Knight worked closely with the President on the tax cut bill, and Short says she has a "significant amount of Hill experience" from working on the House Ways and Means Committee earlier in her career. He describes Knight as "an incredibly bright person."

"I think there's a lot of continuity," Short said. "She understands the process well."

Ryan also praised Knight whom he'd work with on the tax bill.

"Shahira played an important policy role during the crafting of our tax reform plan and I look forward to working with her on our larger legislative agenda," Ryan said in his statement to CNN.

Short will be a research fellow at the Miller Center at the University of Virginia and teaching at the business school at UVA, in addition to partnering with a friend in a consulting firm.

If those options don't work out, Short could have a future as a pundit. In a White House where television trumps all, Short also became a prominent face of the administration, appearing on Sunday morning political shows, local syndicate stations and cable news outlets with regularity. He said the appearances helped him in more ways than one.

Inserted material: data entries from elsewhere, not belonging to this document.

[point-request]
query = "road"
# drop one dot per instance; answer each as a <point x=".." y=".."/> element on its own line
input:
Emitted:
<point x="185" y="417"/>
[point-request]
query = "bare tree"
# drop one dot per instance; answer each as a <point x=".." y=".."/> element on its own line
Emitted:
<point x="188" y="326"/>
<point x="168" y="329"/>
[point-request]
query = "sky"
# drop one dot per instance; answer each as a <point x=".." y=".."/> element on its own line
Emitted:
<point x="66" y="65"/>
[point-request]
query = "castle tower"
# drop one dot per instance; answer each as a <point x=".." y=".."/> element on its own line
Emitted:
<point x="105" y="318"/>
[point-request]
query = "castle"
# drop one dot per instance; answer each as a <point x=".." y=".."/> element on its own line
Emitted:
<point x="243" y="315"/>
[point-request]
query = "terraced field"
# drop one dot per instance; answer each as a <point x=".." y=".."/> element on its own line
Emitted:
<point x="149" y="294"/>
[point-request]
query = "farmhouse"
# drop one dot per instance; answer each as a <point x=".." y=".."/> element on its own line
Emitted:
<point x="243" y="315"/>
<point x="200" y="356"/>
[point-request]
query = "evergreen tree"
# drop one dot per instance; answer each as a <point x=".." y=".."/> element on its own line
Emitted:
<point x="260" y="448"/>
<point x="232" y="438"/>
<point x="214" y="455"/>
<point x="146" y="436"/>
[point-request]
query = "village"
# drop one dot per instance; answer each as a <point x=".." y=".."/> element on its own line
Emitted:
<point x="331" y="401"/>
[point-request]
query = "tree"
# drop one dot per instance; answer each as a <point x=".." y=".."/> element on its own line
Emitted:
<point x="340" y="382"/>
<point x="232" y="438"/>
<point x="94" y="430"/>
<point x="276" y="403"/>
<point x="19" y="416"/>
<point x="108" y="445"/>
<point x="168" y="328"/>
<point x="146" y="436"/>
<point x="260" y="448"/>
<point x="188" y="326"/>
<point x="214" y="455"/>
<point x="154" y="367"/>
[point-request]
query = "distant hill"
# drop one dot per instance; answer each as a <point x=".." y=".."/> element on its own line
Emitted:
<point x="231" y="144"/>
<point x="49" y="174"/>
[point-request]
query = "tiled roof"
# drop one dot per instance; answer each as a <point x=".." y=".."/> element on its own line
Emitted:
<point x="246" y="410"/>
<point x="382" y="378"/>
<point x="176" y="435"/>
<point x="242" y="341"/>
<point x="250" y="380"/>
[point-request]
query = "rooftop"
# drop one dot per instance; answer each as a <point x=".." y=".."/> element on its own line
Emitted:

"It was a not a role that I honestly thought would be a component. It has pluses and minuses. There are some members who when they see you as the face of the administration, they give you more attention and access."

It also helped him with the boss -- Short told CNN that Trump would notice his television appearances. When asked if Trump was pleased with Short's media performances, he responds, "I probably think if he wasn't I wouldn't have been doing them."